「例えて言ったら内戦」賛成派と反対派に二分された町
根強い反対の声があった一方、原発建設を望む声も多かった。当時、財政難にあえいでいた女川町にとって、原発の誘致は起死回生の一手でもあったのだ。
町は次第に賛成派と反対派に二分されていった。
当時をよく知る人がいる。町の職員から町議となり9期務めた木村公雄さん(88)。

元女川町議 木村公雄さん
「例えて言ったら内戦。武器のない闘いだった」
木村さんは長年、原発の必要性を主張し続けてきた。水産業のほかに目立った産業がなかった女川町。半島に位置し、離島も多い町は、インフラ整備にも多額の費用がかかっていた。
元女川町議 木村公雄さん
「地方自治の本旨は、やはり財政がひとつの判断基準。仮に誘致ができなかったとしたならば、女川の町というものもないだろう。空気がいいだけ、自然が豊かなだけ。ただ住んでいるだけの小さな町になっていたのではないか」

今、町の自主財源である町税収入のうち、約85%を占めるのが固定資産税だ。その8割以上を負担しているのが東北電力。財源の多くは原発頼みとなっている。
また「電源三法交付金」と呼ばれる国からの交付金が、これまで40年余りで300億円近く交付されている。昨年度も7億円が町にもたらされた。
女川町の須田善明町長は、原発がもたらしたのは税収だけではないと話す。

女川町 須田善明町長
「もともと女川は渇水でたびたび悩まされる地域だった」
原発では核燃料を冷やすため、大量の水を必要とする。
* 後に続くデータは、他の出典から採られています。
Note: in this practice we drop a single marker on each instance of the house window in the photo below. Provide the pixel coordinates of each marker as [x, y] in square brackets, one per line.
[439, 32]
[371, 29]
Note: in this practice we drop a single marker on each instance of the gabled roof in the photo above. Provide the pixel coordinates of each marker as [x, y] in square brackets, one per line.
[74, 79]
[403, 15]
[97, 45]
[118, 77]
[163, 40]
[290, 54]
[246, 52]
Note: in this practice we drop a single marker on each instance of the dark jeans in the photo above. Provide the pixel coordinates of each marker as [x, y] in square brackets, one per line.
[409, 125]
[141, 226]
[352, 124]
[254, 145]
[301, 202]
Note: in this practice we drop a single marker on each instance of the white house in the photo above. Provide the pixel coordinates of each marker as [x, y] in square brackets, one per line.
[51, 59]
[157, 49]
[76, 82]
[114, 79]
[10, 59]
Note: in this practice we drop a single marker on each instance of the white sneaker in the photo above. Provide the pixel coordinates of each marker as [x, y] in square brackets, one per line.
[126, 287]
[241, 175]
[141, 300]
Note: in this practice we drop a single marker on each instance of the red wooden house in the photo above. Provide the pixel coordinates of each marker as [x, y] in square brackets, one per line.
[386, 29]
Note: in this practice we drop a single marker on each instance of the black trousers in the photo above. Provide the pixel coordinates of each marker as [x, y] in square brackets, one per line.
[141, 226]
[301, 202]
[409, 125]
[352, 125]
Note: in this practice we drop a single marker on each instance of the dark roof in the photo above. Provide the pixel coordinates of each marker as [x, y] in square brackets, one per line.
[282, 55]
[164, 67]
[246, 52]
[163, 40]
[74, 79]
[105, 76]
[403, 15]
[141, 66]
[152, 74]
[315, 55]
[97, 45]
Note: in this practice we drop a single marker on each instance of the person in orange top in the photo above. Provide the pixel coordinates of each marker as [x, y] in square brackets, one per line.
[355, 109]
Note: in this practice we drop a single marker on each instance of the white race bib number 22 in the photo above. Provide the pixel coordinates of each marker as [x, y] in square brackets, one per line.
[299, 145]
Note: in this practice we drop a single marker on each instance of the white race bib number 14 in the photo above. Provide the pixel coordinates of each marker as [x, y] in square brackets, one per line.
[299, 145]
町は、東北電力が37キロ先の川から引いている水道設備を共同所有し、町民の生活用水として活用している。
女川町 須田善明町長
「渇水期に水がなくなるということがなくなった」
町に様々な恩恵をもたらすと期待された原発は、約10年にわたる論争の末、建設が決まった。
阿部美紀子さん
「これからどういう闘いをして、原発を止めていけばいいのかなという思い」
美紀子さんら反対派の運動も次第に縮小していき、女川は原発の町として歩み始めていた。